Joachim vint trouver Montdidier qui se promenait devant sa tente avec son frère ; et, joyeux de pouvoir perdre deux de nos ennemis d’un seul coup, il tomba aux pieds du baron avec les marques du plus profond repentir.

Le baron étonné lui demanda la cause de ses larmes ; et Joachim s’écria avec un accent de vérité :

– Pitié, Monseigneur, pitié pour moi ! et accordez-moi la grâce de servir de guide à vos troupes pour réparer le mal que j’ai fait.

Alors, dans une fable fort bien arrangée, il raconta qu’il était Français, que, fort jeune, il avait quitté la France pour prendre du service en Allemagne ; que, voyant la guerre déclarée contre sa patrie, il avait cherché à fuir, mais qu’on l’avait tellement surveillé, que c’était la veille seulement qu’il avait pu mettre son projet à exécution. Il voulait rentrer dans les armées françaises ; et, pour obtenir cette faveur, lui qui connaissait parfaitement le pays, il s’offrait à conduire les troupes de Montdidier.

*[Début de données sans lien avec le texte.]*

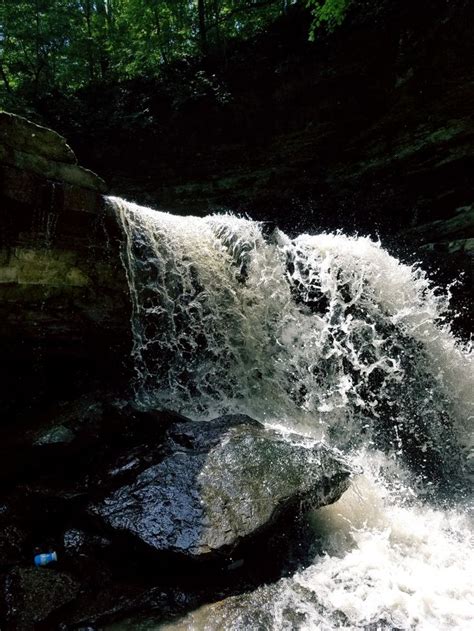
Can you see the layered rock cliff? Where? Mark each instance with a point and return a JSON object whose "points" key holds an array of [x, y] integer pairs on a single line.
{"points": [[63, 294]]}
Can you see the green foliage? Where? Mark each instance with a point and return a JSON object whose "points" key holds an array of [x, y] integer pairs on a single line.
{"points": [[328, 13], [60, 46]]}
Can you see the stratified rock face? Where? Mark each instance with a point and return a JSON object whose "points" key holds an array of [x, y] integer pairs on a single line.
{"points": [[222, 482], [63, 293], [32, 595], [23, 135]]}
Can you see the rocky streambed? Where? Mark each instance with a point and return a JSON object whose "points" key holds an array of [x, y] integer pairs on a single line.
{"points": [[150, 512]]}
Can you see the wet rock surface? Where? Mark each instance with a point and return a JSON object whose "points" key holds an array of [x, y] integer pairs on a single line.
{"points": [[221, 483], [64, 302], [134, 552]]}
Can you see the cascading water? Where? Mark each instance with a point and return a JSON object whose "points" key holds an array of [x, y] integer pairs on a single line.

Celui-ci pensa d’abord à un piège ; mais son frère lui fit remarquer que le profond repentir de cet homme ne pouvait être simulé, et on se fia à Joachim. Cependant, par prudence, les Montdidier le placèrent entre eux deux, et armant chacun un pistolet, ils se tinrent prêts à faire feu sur Joachim s’il les avait trahis. Le Bohémien les mena droit vers le plus nombreux corps d’armée des Impériaux. Montdidier ne s’en aperçut qu’en se voyant entouré d’ennemis. Joachim tomba percé de deux balles ; mais il eut la joie, avant de mourir, de voir les deux Montdidier expirer à ses côtés. Il restait un troisième frère au manoir avec le fils du baron. Pierre de Leyde, apprenant que ce frère était malade et qu’il avait fait mander le premier médecin venu dans les environs, attendit le médecin sur la route, le força à lui céder ses habits, et, après l’avoir attaché à un arbre dans un endroit isolé de la forêt, il se présenta au chevet du malade, auquel il ordonna une potion qu’il voulut fabriquer lui-même. Le lendemain, le frère de Montdidier était mort ; et Pierre de Leyde, reconnu pour empoisonneur, fut plus tard pendu au même gibet que Mathias.

Cependant la famille des Montdidier n’était pas éteinte, et la nôtre diminuait sensiblement ; on était sans pitié pour notre caste… Sitôt pris, sitôt pendus !

Bien des années s’étaient écoulées ; notre tribu ne comptait plus que cinq membres quand je naquis, et la haine contre les Montdidier subsistait toujours. Après ma naissance, mon père et deux de nos frères furent pris et moururent au gibet comme Mathias et Pierre de Leyde.

Ici va commencer une série de crimes auxquels j’ai pris part de loin, et qui…

La Bohémienne s’arrêta tout à coup, et je l’entendis qui murmurait :

« Mon Dieu ! donnez-moi la force d’achever… car s’il est encore temps de réparer le mal que j’ai fait… »

Mais la voix lui manqua, sa tête se pencha sur sa poitrine, et, glissant sur le chêne le long duquel elle était appuyée, elle tomba inanimée sur la terre.